Isaias is currently heading over the Bahamas at 16 mph with a maximum sustained wind speed of 75 mph, according to a report from the National Hurricane Center. While the storm’s center is not predicted to hit mainland Florida, its winds extend 45 miles from its core, and its tropical storm force could potentially stretch out over 205 miles.



Many of the Sunshine State’s east coast communities from Fort Lauderdale to Titusville were placed under a hurricane watch Friday morning, according to the 11 a.m. advisory from the National Hurricane Center.

Although Isaias is a Category 1 hurricane, the NHC projects it to reach Category 2 strength Friday night or early Saturday morning as it passes over the Bahamas before decreasing on its way towards Florida.



Orlando is out of the storm's direct path as of this writing, but a Hurricane Watch has been issued for Brevard County as part of this recent advisory, with the storm beginning to impact the area Saturday evening.

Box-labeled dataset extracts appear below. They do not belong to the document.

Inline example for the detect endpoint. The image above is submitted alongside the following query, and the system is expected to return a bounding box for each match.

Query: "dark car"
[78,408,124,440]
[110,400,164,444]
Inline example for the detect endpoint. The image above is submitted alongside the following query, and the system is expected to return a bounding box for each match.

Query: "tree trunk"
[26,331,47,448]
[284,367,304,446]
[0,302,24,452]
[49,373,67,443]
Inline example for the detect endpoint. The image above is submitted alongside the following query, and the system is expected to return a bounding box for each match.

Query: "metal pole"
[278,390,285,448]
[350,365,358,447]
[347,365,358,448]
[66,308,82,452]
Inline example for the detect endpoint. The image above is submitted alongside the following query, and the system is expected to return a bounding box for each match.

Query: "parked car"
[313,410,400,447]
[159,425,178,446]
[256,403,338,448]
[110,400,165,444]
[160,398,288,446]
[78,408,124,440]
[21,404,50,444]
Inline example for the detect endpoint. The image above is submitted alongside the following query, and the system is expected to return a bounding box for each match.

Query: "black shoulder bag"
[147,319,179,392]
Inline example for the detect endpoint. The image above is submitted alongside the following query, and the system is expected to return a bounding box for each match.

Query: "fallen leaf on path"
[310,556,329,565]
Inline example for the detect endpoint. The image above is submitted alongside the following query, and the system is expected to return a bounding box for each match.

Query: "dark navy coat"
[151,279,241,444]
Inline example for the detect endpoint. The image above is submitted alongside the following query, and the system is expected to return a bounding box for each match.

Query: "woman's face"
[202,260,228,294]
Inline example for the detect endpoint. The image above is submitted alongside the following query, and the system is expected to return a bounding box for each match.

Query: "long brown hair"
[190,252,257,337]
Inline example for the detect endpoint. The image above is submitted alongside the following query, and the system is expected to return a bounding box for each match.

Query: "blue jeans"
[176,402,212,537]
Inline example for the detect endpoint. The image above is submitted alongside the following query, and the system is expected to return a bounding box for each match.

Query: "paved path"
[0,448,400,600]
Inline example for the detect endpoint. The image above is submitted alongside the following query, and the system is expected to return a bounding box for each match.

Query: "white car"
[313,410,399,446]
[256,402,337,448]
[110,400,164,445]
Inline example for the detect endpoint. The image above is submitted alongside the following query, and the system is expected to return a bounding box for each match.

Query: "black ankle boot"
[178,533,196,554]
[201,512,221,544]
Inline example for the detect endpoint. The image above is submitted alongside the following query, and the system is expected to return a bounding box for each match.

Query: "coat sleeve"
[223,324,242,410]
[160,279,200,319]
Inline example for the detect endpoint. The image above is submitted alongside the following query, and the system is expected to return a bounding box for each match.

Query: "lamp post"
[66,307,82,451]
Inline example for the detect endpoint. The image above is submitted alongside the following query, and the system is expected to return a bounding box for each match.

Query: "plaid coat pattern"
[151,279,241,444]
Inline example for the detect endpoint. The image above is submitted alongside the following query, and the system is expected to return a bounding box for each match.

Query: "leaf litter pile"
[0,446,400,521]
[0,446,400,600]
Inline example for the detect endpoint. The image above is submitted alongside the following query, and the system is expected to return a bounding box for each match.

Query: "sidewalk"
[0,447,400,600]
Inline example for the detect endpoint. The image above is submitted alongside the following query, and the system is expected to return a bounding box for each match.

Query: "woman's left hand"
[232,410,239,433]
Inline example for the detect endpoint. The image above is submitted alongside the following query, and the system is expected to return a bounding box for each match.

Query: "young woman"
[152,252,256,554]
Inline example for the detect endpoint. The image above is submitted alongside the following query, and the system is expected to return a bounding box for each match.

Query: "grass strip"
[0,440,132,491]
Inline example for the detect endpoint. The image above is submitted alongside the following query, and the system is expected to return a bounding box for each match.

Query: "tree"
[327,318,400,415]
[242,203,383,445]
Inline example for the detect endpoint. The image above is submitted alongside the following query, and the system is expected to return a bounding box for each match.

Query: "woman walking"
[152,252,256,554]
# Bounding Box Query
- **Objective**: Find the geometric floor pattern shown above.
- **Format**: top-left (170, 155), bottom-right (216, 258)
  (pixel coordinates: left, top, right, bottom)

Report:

Isaias is projected to bring dangerous storm surges to the Bahamas today and Saturday, according to the report. Additionally, it will bring life-threatening flooding and mudslides across the Dominican Republic, northern Haiti and Caicos.

States north of Florida along the east coast like the Carolinas are predicted to experience urban flooding, especially in low-lying areas with poor draining systems, according to the NHC.

At a Thursday press conference, Gov. Ron DeSantis urged Floridians to gather at least a week’s worth of supplies to prepare for the storm.